Personal information
- Date of birth: 22 August 1962 (age 63)
- Place of birth: Sarajevo, FPR Yugoslavia
- Position(s): Midfielder

Youth career
- 0000–1980: Željezničar

Senior career*
- Years: Team / Apps / (Gls)
- 1980–1989: Željezničar / 189 / (38)
- 1990: Las Palmas / 32 / (6)
- 1991: Željezničar / 3 / (0)
- 1992–1995: Portimonense / 40 / (2)
- Total:  / 264 / (46)

International career
- 1987: Yugoslavia / 1 / (0)

Managerial career
- 2014–2015: Willem II U19
- 2015: Baronie

= Edin Ćurić =

Bosnian footballer (born 1962)

Edin Ćurić (born 22 August 1962) is a Bosnian professional football manager and former player who was most recently the director of the youth school of Bosnian Premier League club Željezničar.

==Club career==
Ćurić began his football career at hometown club Željezničar. He had played for the club's youth squads before finally making his senior debut in the 1980–81 season, under the guidance of manager Ivica Osim. Ćurić stayed at Željezničar for ten seasons, before leaving for Spanish club Las Palmas.
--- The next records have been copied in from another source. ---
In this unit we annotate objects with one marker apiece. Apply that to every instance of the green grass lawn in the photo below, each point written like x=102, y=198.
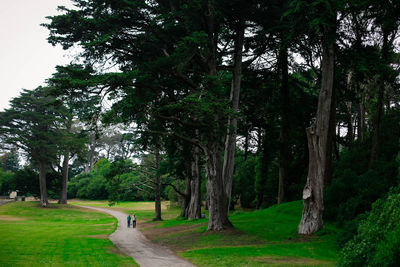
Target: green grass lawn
x=57, y=236
x=261, y=238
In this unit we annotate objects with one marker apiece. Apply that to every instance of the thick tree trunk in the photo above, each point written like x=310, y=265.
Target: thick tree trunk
x=230, y=141
x=44, y=202
x=64, y=188
x=262, y=179
x=194, y=211
x=89, y=167
x=320, y=142
x=157, y=191
x=350, y=134
x=379, y=104
x=361, y=119
x=218, y=205
x=186, y=198
x=284, y=129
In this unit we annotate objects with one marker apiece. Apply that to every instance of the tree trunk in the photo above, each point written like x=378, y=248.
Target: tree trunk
x=91, y=153
x=320, y=141
x=230, y=141
x=186, y=198
x=379, y=104
x=64, y=189
x=157, y=189
x=284, y=129
x=350, y=133
x=195, y=188
x=218, y=205
x=44, y=202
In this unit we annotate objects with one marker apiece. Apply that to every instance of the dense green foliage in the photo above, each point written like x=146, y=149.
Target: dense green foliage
x=355, y=187
x=377, y=242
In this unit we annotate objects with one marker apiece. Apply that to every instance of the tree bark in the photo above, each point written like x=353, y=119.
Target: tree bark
x=350, y=134
x=194, y=211
x=64, y=188
x=44, y=202
x=230, y=141
x=218, y=205
x=157, y=191
x=284, y=129
x=186, y=198
x=320, y=140
x=91, y=153
x=379, y=104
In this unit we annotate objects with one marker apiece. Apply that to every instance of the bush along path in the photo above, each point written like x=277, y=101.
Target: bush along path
x=133, y=243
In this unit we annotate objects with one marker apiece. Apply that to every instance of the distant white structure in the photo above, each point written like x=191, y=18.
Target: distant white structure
x=13, y=194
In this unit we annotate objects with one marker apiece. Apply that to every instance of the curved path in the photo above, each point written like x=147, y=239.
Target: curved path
x=133, y=243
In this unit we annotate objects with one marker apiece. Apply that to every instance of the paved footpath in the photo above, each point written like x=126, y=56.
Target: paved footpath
x=133, y=243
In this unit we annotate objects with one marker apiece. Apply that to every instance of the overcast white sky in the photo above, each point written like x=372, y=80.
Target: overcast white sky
x=26, y=59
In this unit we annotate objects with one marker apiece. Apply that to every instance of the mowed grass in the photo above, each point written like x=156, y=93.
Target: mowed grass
x=61, y=235
x=144, y=210
x=261, y=238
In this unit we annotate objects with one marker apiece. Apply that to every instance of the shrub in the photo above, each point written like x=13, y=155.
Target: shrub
x=378, y=240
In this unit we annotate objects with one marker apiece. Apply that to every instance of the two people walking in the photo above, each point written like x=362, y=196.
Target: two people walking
x=133, y=218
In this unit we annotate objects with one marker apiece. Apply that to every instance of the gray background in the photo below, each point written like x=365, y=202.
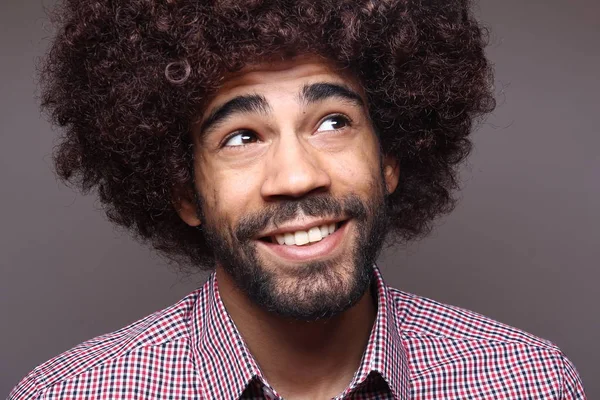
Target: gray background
x=522, y=247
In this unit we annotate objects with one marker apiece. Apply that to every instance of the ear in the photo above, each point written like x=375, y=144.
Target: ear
x=186, y=207
x=391, y=173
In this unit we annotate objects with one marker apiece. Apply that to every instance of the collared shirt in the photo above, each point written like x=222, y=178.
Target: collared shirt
x=418, y=349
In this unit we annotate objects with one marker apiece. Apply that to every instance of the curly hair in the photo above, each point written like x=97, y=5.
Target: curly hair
x=127, y=78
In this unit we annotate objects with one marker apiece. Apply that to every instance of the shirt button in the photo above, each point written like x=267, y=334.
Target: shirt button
x=268, y=393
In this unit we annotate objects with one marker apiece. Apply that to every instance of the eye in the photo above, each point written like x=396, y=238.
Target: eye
x=333, y=123
x=240, y=139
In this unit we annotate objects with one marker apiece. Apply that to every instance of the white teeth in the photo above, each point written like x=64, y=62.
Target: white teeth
x=324, y=231
x=314, y=234
x=331, y=228
x=300, y=238
x=289, y=239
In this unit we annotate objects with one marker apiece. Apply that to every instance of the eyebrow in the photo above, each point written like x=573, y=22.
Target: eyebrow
x=321, y=91
x=255, y=103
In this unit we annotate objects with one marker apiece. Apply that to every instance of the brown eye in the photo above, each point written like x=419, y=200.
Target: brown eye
x=240, y=139
x=333, y=123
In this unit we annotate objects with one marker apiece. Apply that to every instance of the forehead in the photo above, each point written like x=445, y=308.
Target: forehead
x=283, y=76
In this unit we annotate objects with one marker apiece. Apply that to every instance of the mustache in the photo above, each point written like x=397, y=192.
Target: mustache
x=318, y=205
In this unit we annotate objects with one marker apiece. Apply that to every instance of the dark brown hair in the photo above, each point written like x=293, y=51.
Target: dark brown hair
x=125, y=79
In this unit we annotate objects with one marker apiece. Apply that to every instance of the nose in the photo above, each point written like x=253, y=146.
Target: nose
x=293, y=170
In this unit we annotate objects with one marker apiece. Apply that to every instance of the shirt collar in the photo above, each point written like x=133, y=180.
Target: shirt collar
x=228, y=367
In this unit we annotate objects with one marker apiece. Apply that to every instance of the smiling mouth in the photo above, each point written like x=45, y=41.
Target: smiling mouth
x=304, y=238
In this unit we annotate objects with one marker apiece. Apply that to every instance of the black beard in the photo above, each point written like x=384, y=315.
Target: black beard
x=236, y=251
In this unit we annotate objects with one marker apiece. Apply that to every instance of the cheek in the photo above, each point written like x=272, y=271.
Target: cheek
x=355, y=170
x=228, y=193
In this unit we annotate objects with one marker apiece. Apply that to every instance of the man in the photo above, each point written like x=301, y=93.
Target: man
x=279, y=142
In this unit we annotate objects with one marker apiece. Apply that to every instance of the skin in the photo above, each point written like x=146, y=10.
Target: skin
x=297, y=151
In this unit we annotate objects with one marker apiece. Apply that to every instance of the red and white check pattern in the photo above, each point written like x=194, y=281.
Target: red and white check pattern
x=419, y=349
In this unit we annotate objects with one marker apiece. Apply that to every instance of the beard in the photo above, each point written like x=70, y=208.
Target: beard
x=315, y=290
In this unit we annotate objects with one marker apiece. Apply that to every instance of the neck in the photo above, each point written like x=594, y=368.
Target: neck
x=301, y=359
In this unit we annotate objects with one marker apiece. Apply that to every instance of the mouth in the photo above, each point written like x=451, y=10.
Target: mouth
x=317, y=243
x=303, y=237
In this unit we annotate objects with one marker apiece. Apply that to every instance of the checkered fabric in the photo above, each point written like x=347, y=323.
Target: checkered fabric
x=418, y=349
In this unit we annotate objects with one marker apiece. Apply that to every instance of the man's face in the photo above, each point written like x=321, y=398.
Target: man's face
x=291, y=187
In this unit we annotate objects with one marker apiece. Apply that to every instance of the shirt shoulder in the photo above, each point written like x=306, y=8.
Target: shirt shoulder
x=130, y=351
x=446, y=341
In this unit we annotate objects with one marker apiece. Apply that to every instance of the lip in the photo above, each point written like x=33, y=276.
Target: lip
x=322, y=249
x=290, y=228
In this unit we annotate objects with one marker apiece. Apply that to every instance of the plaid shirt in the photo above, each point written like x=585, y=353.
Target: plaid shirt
x=418, y=349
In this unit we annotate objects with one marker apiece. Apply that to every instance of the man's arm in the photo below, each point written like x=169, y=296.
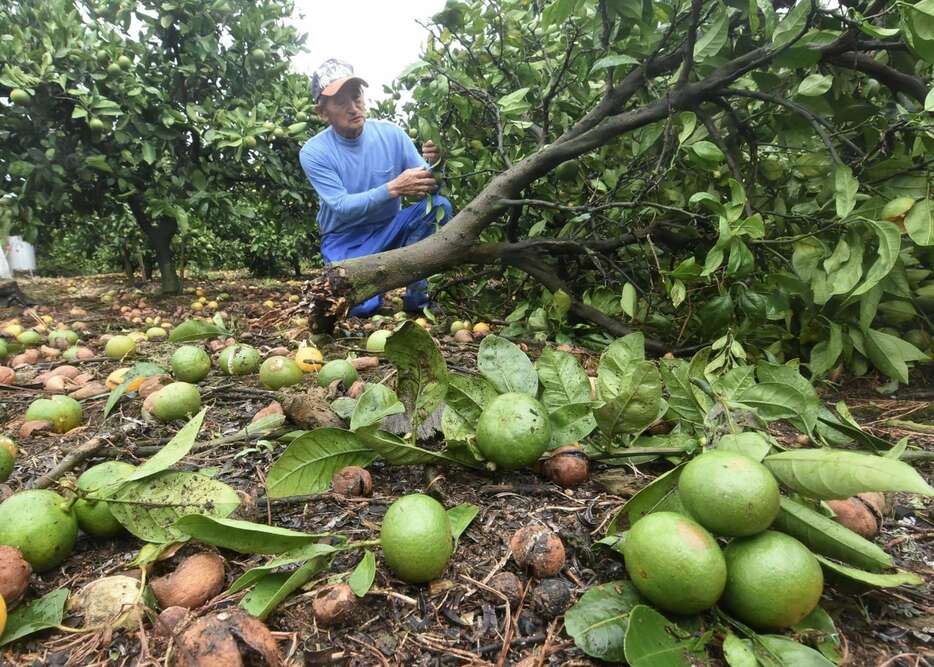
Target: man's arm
x=331, y=190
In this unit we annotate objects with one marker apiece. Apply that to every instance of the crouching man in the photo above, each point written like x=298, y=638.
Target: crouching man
x=360, y=169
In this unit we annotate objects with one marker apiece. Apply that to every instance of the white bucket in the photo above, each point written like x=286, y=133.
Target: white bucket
x=22, y=255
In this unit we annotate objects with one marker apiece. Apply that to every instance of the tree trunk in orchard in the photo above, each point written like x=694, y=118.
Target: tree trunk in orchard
x=159, y=233
x=328, y=297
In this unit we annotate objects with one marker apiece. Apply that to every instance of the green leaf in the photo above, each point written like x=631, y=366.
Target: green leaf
x=174, y=451
x=506, y=366
x=397, y=451
x=818, y=628
x=920, y=222
x=825, y=536
x=376, y=402
x=467, y=396
x=661, y=495
x=889, y=244
x=243, y=537
x=460, y=518
x=192, y=330
x=273, y=588
x=150, y=507
x=139, y=369
x=651, y=641
x=422, y=379
x=613, y=61
x=737, y=652
x=361, y=579
x=708, y=151
x=748, y=443
x=872, y=579
x=296, y=555
x=714, y=37
x=814, y=85
x=790, y=652
x=599, y=620
x=845, y=186
x=310, y=461
x=834, y=473
x=791, y=25
x=557, y=12
x=42, y=614
x=631, y=399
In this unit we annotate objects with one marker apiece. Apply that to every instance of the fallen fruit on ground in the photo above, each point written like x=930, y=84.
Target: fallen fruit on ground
x=62, y=412
x=352, y=481
x=513, y=430
x=119, y=347
x=334, y=605
x=7, y=457
x=338, y=369
x=238, y=359
x=538, y=549
x=416, y=538
x=177, y=400
x=14, y=574
x=113, y=601
x=729, y=494
x=216, y=640
x=376, y=341
x=567, y=466
x=773, y=581
x=278, y=372
x=197, y=579
x=190, y=363
x=675, y=563
x=308, y=358
x=94, y=516
x=41, y=524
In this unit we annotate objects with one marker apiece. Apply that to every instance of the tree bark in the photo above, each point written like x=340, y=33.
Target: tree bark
x=159, y=233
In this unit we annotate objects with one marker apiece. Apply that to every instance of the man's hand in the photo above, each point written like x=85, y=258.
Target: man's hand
x=431, y=152
x=418, y=182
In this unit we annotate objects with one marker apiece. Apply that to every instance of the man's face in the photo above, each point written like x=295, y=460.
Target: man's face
x=346, y=111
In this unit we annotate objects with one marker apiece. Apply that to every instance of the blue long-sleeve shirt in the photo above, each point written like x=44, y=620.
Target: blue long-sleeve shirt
x=351, y=175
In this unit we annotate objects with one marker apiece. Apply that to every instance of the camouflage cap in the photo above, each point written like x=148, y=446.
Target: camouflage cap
x=330, y=77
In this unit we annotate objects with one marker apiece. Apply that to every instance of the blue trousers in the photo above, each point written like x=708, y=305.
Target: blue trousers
x=412, y=224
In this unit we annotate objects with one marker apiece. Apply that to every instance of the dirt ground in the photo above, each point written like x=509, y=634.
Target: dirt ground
x=453, y=621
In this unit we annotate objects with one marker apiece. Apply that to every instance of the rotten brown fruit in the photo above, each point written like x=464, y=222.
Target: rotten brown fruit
x=196, y=580
x=538, y=549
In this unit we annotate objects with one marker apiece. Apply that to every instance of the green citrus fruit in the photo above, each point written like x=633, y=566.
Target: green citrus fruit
x=63, y=338
x=119, y=347
x=63, y=412
x=174, y=401
x=20, y=96
x=39, y=523
x=513, y=430
x=729, y=494
x=277, y=372
x=376, y=341
x=190, y=363
x=30, y=338
x=773, y=581
x=94, y=516
x=7, y=457
x=675, y=563
x=339, y=369
x=416, y=538
x=238, y=360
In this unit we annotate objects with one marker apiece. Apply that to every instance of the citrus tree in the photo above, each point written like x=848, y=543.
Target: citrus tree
x=159, y=111
x=750, y=173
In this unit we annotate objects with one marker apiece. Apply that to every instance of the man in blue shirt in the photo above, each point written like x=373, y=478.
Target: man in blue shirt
x=360, y=169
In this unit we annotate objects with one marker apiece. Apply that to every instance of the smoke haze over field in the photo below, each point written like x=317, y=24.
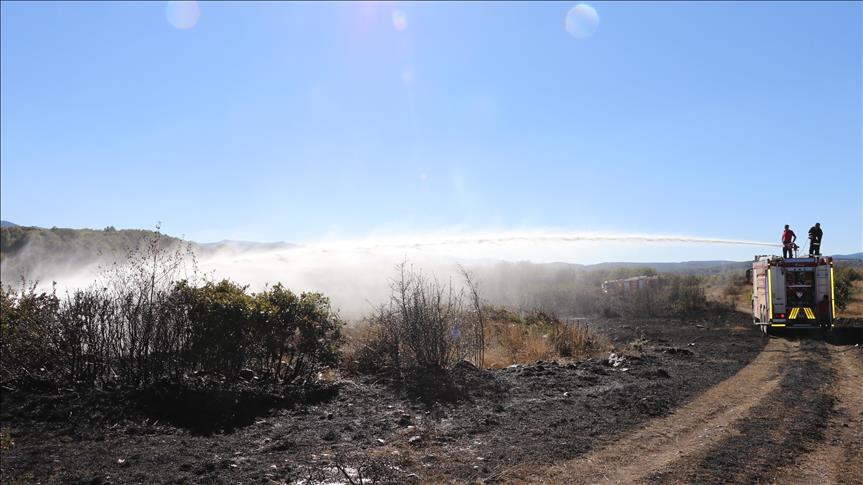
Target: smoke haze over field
x=356, y=273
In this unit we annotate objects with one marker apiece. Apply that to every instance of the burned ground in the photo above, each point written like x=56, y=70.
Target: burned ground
x=478, y=425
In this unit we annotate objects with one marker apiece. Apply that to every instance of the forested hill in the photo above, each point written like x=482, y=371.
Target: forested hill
x=33, y=251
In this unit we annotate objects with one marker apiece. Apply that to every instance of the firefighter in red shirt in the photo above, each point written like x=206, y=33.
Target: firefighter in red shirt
x=788, y=238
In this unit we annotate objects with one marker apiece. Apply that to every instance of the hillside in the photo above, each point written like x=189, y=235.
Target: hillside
x=36, y=253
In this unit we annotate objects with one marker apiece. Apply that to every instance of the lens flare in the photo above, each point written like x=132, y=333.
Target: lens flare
x=582, y=21
x=400, y=20
x=183, y=14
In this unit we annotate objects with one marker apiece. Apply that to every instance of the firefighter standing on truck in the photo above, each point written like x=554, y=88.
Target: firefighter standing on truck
x=815, y=239
x=788, y=238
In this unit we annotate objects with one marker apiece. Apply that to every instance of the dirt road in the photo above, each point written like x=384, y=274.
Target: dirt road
x=793, y=415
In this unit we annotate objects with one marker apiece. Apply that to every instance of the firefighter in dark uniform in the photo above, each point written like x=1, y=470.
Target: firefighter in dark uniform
x=788, y=238
x=815, y=239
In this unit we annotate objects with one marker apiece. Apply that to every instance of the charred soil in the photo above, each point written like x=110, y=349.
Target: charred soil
x=463, y=425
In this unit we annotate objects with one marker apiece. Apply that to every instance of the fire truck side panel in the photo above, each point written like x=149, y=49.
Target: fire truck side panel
x=777, y=287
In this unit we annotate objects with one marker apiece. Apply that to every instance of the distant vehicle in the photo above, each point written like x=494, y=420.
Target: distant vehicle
x=626, y=285
x=792, y=292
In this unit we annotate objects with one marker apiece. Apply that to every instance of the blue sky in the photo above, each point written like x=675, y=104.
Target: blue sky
x=301, y=121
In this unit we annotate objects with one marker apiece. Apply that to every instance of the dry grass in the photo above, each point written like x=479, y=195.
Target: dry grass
x=855, y=306
x=515, y=339
x=511, y=338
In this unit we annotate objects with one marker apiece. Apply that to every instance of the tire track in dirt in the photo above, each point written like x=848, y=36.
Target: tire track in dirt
x=786, y=425
x=839, y=458
x=691, y=429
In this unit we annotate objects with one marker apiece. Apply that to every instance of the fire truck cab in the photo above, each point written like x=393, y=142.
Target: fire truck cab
x=792, y=292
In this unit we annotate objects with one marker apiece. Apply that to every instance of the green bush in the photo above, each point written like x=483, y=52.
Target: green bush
x=843, y=286
x=143, y=325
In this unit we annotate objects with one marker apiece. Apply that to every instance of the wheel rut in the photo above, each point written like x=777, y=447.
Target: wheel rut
x=688, y=431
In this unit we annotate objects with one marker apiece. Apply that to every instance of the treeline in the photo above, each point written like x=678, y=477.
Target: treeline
x=61, y=240
x=43, y=254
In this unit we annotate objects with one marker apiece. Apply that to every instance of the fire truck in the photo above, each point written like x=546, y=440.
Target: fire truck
x=792, y=292
x=627, y=285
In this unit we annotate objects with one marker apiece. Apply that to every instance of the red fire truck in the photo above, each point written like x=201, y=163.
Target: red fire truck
x=792, y=292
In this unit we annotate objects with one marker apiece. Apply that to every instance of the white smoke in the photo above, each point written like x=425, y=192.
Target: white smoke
x=356, y=273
In 1992, he moved to Portugal and spent three seasons playing for Portimonense.

==International career==
Ćurić played one match for the Yugoslavia national team on 29 August 1987 against the Soviet Union, in which he came on as a late substitute for Dragan Stojković.

==Managerial career==
Ćurić worked as a manager at Willem II U19 and Baronie's second team in the Netherlands. He was appointed manager of Baronie's first team in July 2015, but was sacked only five months later in December.

On 4 July 2022, Ćurić's hometown club Željezničar announced he was named as the club's new director of its youth school. He worked as director until July 2025, when he was replaced by Nenad Starovlah.